The company said production would still more than double to 5.2 million barrels of oil and natural gas a day (bpd) in 2020, and then plateau at that level for the next decade, according to a new strategic plan ending in 2030.
Of the 2020-2030 production, Petrobras expects to own 4 million bpd of the output, the rest will belong to partners and the Brazilian government. The 2030 outlook is a sign that Petrobras considers its days of major production increases based on recent offshore discoveries to be numbered.
After two years of stagnant output, Petrobras needs rising production to justify what was the world's largest corporate spending program as well as to pay large debts that will have to rise more to meet new offshore oil exploration commitments.
The new output strategy supplants a 2020 plan that has become untenable as the government imposes new offshore exploration and development responsibilities on Petrobras. Development of new sources of oil and gas in North America has also upended the global energy outlook and shrunk the need for imports from the world's top oil consumer, the United States.
"The phenomenon of shale gas and tight oil in the United States have been changing the world geopolitics of oil," Petrobras said in a statement.
"It's in this context that Petrobras has made the big choices that guide its 2030 strategic plan."
The new goals help the company conform to a 2010 overhaul of Brazil's oil legislation that gives Petrobras the lead in developing giant new offshore resources discovered south of Rio de Janeiro in 2007. Other government policy, though, has stripped Petrobras of financial power that could have been used to help it meet earlier, more ambitious goals.
Strategic planning announced in 2008 said Petrobras would produce 5.7 million bpd by 2020 and 3.66 million bpd by 2014, 44 percent more than the 2.54 million bpd it produced last year.
After stagnating for two years, Petrobras now expects output to grow 7.5 percent in 2014, the company said in a statement.
Capital that might have earlier paid for higher production has gone instead to subsidize gasoline and diesel fuel in the domestic market. While the government allowed several price increases in 2013, Petrobras fuel prices at home still lag world prices forcing it to lose money on imports.

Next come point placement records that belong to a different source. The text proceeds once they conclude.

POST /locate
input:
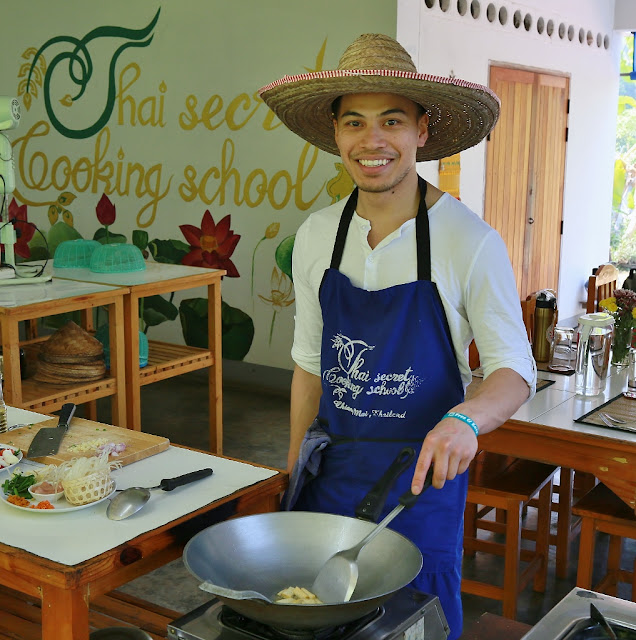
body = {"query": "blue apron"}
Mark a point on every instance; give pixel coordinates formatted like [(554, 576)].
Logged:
[(389, 374)]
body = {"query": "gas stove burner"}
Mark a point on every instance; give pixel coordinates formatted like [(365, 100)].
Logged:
[(238, 622), (570, 619), (590, 630), (408, 613)]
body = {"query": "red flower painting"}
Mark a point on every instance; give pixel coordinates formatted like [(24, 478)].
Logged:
[(106, 211), (23, 228), (212, 245)]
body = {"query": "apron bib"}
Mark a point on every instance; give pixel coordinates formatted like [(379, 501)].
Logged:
[(389, 374)]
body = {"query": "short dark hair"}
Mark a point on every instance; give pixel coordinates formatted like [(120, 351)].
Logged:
[(335, 107)]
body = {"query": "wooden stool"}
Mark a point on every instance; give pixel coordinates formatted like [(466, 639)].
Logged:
[(568, 527), (602, 510), (508, 484)]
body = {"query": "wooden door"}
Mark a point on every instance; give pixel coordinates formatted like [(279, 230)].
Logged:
[(524, 173)]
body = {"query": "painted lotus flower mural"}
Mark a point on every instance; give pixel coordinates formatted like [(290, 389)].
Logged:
[(23, 228), (212, 245)]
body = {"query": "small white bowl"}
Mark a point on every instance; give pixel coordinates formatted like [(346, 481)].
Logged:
[(51, 497)]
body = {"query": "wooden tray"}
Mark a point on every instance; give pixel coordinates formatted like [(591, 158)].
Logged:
[(139, 445)]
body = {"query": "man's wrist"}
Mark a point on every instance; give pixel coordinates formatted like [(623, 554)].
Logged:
[(463, 418)]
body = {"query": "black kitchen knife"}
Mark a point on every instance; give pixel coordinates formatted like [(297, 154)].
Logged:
[(47, 440)]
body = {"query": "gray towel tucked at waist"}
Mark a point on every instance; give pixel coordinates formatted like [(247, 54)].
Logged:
[(307, 466)]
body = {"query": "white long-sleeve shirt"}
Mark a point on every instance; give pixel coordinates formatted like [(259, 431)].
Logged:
[(469, 264)]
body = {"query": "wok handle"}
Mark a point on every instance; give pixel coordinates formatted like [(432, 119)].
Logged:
[(371, 506), (169, 484)]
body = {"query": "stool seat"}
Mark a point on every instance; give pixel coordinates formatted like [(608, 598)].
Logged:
[(601, 510), (508, 484)]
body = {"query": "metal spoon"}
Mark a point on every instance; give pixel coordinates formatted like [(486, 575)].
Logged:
[(598, 617), (233, 594), (130, 500), (337, 579)]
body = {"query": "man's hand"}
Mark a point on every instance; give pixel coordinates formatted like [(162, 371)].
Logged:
[(450, 448)]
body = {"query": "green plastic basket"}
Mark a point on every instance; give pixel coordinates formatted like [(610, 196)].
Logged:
[(117, 258), (74, 254)]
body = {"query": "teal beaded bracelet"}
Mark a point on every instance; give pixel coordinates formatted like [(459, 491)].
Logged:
[(460, 416)]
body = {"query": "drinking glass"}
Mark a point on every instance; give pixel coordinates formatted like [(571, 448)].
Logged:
[(562, 350)]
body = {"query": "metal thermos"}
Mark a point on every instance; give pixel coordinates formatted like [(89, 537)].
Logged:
[(543, 325)]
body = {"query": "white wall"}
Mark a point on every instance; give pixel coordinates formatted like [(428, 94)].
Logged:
[(446, 43)]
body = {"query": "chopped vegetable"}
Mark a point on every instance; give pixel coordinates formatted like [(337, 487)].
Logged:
[(81, 467), (18, 484), (18, 501)]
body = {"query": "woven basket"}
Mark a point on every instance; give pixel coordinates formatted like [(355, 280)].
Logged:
[(88, 489)]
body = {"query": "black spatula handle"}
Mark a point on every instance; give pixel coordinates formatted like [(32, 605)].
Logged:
[(371, 506), (408, 498), (172, 483)]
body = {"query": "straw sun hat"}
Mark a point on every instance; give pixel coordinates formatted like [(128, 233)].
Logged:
[(460, 113)]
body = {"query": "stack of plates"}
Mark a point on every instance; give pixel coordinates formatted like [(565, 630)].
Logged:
[(70, 356)]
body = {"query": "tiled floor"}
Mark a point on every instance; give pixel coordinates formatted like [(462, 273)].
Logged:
[(256, 429)]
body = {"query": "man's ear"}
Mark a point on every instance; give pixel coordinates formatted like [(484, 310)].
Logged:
[(423, 128)]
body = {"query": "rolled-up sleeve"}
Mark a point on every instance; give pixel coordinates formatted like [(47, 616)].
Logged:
[(494, 312), (308, 316)]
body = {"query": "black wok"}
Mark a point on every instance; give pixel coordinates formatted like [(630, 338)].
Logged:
[(272, 551)]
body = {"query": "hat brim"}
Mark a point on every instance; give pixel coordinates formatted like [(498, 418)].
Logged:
[(461, 113)]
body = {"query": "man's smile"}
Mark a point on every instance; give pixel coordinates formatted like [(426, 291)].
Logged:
[(380, 162)]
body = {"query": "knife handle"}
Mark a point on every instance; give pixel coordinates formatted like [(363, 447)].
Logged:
[(172, 483), (66, 414)]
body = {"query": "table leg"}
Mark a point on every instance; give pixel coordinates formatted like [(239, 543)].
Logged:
[(117, 364), (12, 383), (215, 375), (65, 613), (88, 324), (130, 349)]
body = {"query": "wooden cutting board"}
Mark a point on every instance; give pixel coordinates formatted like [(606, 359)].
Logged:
[(139, 445)]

Petrobras' refining division lost more than 37 million reais ($16 million) in the last two years.
This has drained cash from Petrobras, and forced it to borrow instead. In 2013, what was already the world's most indebted oil company saw its debt rise 38 percent to 268 billion reais ($114 billion).
Petrobras long-term bonds were downgraded by Moody's Investors Service in November.
The new, smaller $221 billion 2014-2018 plan replaces the $237 billion, 2013-2017 plan, which was the world's largest corporate spending program.
Under the company's new plans, refining capacity will peak at about 3.9 million bpd in the 2020-2030 period, nearly double the 2 million bpd the company has today and nearly a third more than it plans to have by 2020.
The rise in oil processing capability should also allow the company to end its dependence on fuel imports.
Financial Results
While Petrobras profit dropped in the quarter to 6.28 billion reais ($2.68 billion) from 7.75 billion reais a year earlier, the result beat the average 5.41 billion reais estimate of five analysts surveyed by Reuters.
Net sales, or total sales minus sales taxes, rose 10 percent to 81.03 billion reais in the three months ended Dec. 31, from 73.41 billion reais a year earlier, in line with analysts' estimates.
Higher sales and some of the first major successes in controlling costs in recent years helped boost the operating results.
Earnings before interest, taxes, depreciation and amortization, or EBITDA, rose 30 percent to 15.55 billion reais from 11.94 billion reais in the fourth quarter of 2012.
Results were also bolstered by asset sales.
While operational results were better than expected, tax, currency exchange and other financial expenses limited their impact. Brazil's real was on average about 10 percent weaker in the fourth quarter of 2013 compared with a year earlier, forcing the company to take non-cash financial losses. It also drove up the local currency cost of fuel imports.
Those losses would have been far higher and profit lower had Petrobras not decided to defer 4.6 billion reais of currency-related losses to a later date under generally accepted accounting rules.
Petrobras reported a full-year profit of 23.57 billion reais in 2013, 11 percent more than in 2012. It would have been much lower had it not deferred 13.38 billion of currency losses to a later date.